What secrets hide in that tunnel full of old props and extra materials? As a restricted area in an old school, it holds many mysteries. How many stories have been written about a tunnel like this? Only a few people know its secrets.
The theater kids who lurk around at school past hours have seen things they will never share. They say they must get a prop but then they disappear. Where do they go? Do they get swallowed up by a hole of time? Or are they drained from rehearsing and simply going to nap? Rehearsals from 6 to 9 p.m. take a toll.
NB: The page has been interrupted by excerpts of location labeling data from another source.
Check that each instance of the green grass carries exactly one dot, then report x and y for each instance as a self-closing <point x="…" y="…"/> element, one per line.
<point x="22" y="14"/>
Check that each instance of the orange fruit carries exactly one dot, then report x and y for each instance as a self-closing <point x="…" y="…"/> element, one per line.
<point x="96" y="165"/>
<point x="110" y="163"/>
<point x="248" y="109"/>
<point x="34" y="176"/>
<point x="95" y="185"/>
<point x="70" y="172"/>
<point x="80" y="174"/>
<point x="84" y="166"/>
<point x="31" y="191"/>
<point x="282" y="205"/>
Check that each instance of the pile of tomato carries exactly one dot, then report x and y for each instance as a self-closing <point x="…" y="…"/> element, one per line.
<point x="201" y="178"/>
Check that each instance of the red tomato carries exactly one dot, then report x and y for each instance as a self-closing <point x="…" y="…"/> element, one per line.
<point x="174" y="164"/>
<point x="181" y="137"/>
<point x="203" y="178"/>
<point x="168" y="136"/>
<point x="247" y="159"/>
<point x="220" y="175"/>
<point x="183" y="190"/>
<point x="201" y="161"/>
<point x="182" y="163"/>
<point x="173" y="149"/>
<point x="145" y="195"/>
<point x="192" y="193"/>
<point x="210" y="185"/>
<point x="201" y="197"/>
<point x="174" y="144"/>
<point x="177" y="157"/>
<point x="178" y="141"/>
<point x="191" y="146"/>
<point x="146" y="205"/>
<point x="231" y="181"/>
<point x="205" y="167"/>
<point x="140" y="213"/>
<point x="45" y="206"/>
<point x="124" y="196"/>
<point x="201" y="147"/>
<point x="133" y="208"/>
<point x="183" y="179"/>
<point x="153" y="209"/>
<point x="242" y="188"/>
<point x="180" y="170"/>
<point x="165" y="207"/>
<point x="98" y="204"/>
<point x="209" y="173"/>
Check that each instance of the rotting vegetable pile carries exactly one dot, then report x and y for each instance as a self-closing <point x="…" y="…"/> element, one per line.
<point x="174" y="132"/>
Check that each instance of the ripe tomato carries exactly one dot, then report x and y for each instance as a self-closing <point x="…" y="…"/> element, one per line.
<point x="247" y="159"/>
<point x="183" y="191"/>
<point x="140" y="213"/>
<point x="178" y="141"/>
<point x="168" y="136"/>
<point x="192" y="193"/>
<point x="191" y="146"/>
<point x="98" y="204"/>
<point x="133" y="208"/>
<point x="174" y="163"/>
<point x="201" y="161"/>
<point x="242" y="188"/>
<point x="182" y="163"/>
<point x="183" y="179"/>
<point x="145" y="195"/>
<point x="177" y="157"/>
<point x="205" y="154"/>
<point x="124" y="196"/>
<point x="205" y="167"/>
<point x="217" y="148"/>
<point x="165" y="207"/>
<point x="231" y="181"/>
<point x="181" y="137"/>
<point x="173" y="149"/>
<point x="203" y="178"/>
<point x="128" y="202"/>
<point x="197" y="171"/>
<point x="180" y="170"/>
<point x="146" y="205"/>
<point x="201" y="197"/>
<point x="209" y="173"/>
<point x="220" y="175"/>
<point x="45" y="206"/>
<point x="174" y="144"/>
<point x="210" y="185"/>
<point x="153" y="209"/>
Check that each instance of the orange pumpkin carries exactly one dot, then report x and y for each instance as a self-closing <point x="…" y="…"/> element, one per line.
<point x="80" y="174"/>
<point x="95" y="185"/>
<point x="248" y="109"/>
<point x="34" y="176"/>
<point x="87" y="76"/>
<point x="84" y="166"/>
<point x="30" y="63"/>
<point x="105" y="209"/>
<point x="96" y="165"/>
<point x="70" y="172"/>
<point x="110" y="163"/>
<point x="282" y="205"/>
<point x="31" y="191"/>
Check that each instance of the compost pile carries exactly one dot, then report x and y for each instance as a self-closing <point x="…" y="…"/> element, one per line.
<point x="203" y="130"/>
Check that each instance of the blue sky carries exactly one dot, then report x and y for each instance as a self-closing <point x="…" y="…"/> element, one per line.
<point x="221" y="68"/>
The tunnel can’t just go on forever. So what’s at the end? Is that where they store the expensive computers, or maybe the delicious food? It could just be a cold cement wall, but there’s no fun in that. There at least has to be one French toast stick.
Maybe teachers will go there during their break. In a single-file line, with the first teacher leading, red folder in hand, they wind down the twists and turns until they meet the end, where a huge lounge room awaits, full of all the bean bag chairs that we only dreamed of as elementary students. To think that the teachers may have all of that and are hiding it from us!
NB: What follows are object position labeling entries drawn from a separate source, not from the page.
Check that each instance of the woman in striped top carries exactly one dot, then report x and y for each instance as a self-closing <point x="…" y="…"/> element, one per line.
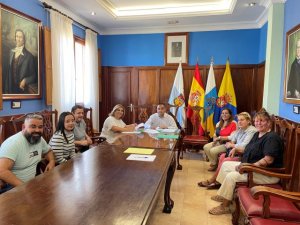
<point x="62" y="141"/>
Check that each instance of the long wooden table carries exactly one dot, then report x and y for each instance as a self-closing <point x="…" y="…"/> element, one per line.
<point x="97" y="187"/>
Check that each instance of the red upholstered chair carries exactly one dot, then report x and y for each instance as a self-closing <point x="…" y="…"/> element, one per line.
<point x="268" y="202"/>
<point x="195" y="139"/>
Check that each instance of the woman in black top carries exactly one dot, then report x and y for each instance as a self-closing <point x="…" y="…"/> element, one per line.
<point x="265" y="150"/>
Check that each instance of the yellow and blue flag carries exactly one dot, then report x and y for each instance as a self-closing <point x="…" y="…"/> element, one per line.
<point x="196" y="98"/>
<point x="210" y="101"/>
<point x="226" y="96"/>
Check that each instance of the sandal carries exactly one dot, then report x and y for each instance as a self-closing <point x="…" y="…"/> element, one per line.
<point x="217" y="198"/>
<point x="219" y="210"/>
<point x="214" y="185"/>
<point x="205" y="183"/>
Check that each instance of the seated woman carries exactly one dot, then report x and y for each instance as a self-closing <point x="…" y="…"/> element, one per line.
<point x="114" y="124"/>
<point x="235" y="147"/>
<point x="265" y="150"/>
<point x="62" y="141"/>
<point x="223" y="130"/>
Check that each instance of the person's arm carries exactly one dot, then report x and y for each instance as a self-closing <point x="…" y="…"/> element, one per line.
<point x="88" y="139"/>
<point x="51" y="161"/>
<point x="129" y="127"/>
<point x="6" y="174"/>
<point x="265" y="161"/>
<point x="172" y="123"/>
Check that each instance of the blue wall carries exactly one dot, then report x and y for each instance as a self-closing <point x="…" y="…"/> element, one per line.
<point x="291" y="19"/>
<point x="263" y="43"/>
<point x="241" y="46"/>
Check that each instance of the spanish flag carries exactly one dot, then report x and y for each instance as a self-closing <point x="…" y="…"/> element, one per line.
<point x="196" y="98"/>
<point x="226" y="96"/>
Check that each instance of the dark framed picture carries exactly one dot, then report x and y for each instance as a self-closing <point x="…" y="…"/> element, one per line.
<point x="176" y="48"/>
<point x="20" y="55"/>
<point x="292" y="66"/>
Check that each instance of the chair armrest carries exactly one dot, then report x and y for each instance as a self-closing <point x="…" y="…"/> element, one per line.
<point x="268" y="191"/>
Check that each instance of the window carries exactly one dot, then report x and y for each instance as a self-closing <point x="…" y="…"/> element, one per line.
<point x="79" y="69"/>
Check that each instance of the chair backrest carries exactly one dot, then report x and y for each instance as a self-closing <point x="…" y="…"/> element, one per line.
<point x="50" y="123"/>
<point x="2" y="131"/>
<point x="286" y="132"/>
<point x="294" y="185"/>
<point x="141" y="113"/>
<point x="49" y="119"/>
<point x="196" y="119"/>
<point x="88" y="119"/>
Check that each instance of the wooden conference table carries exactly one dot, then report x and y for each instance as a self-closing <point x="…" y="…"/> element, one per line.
<point x="97" y="187"/>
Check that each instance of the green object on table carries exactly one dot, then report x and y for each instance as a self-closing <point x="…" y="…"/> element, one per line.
<point x="168" y="136"/>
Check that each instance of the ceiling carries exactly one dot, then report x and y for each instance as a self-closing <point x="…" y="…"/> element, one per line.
<point x="163" y="16"/>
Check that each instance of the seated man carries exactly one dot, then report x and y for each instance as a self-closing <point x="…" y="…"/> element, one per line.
<point x="160" y="119"/>
<point x="82" y="140"/>
<point x="20" y="153"/>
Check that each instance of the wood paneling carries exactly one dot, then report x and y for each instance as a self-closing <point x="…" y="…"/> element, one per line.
<point x="148" y="94"/>
<point x="48" y="65"/>
<point x="151" y="85"/>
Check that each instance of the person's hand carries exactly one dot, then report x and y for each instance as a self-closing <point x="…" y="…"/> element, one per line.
<point x="297" y="94"/>
<point x="232" y="153"/>
<point x="84" y="143"/>
<point x="23" y="84"/>
<point x="50" y="165"/>
<point x="89" y="141"/>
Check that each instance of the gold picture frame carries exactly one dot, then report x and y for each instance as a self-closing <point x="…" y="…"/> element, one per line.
<point x="292" y="66"/>
<point x="176" y="48"/>
<point x="20" y="45"/>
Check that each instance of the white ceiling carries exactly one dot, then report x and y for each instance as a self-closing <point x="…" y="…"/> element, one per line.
<point x="162" y="16"/>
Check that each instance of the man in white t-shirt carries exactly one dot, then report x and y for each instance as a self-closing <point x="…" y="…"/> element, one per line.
<point x="160" y="119"/>
<point x="20" y="153"/>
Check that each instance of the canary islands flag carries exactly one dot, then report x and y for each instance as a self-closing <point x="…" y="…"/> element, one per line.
<point x="210" y="101"/>
<point x="177" y="97"/>
<point x="196" y="98"/>
<point x="226" y="96"/>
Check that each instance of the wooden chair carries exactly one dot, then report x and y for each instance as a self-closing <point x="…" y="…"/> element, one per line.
<point x="91" y="132"/>
<point x="195" y="139"/>
<point x="275" y="203"/>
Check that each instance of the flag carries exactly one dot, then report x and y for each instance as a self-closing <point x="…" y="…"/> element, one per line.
<point x="210" y="101"/>
<point x="196" y="98"/>
<point x="177" y="97"/>
<point x="226" y="96"/>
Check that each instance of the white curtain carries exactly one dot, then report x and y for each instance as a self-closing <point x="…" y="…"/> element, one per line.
<point x="63" y="65"/>
<point x="91" y="83"/>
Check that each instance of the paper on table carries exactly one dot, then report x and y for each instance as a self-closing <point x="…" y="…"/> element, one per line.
<point x="147" y="158"/>
<point x="131" y="132"/>
<point x="169" y="130"/>
<point x="139" y="126"/>
<point x="147" y="151"/>
<point x="151" y="131"/>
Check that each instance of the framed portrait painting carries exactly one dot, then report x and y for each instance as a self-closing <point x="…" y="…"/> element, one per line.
<point x="20" y="55"/>
<point x="176" y="48"/>
<point x="292" y="66"/>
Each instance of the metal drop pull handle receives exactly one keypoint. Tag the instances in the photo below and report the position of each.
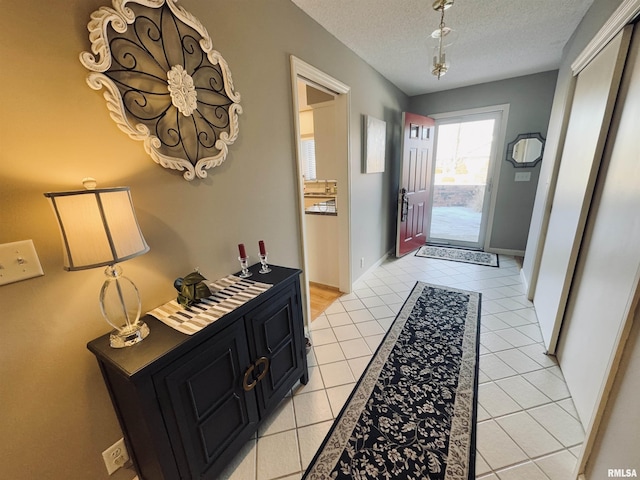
(405, 205)
(250, 386)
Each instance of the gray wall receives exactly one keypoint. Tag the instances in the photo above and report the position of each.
(530, 99)
(56, 415)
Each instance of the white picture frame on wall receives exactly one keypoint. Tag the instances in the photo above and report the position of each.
(375, 138)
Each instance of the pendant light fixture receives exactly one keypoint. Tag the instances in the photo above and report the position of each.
(442, 38)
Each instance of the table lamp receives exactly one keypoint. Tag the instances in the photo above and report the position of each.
(99, 227)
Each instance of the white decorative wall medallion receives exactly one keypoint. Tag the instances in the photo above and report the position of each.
(164, 84)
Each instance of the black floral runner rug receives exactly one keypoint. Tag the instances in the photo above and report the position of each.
(459, 255)
(412, 414)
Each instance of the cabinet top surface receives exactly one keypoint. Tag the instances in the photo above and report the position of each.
(163, 339)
Maybe nobody has truly traveled through all the tunnels yet. Maybe there is an explorer among us that we can crown king of the tunnels— or maybe just king of the rats. They can film a Haldane version of Indiana Jones instead of having the tops of our heads filmed for the new “Knives Out” movie.
Haldane Monsters Inc. would be a movie any student could see. A big, fluffy blue monster walks through a door and ends up in a school’s secret, restricted tunnels. No Haldane student has seen any signs, but there is still hope. Maybe a kid picked up some blue fur from the ground and thought it was a middle schooler just dying their hair blue again. Everyone had a dyed hair phase. Maybe we should go deeper. It’s really deep. Into depths no Haldane student has ventured before.
Do the tunnels wind, or do they curve slowly? Is it all darkness, or is there light? Maybe even those LED lights. What color do you think they would be? Red?
How long ago were they built? In 6th grade, maybe we should have traveled through the tunnels instead of going to the MET. We might have found some artwork or a huge garden with butterflies.
We will keep wondering. Maybe it’s about time the Haldane Administration told us the truth. What is going on in the tunnels under Haldane?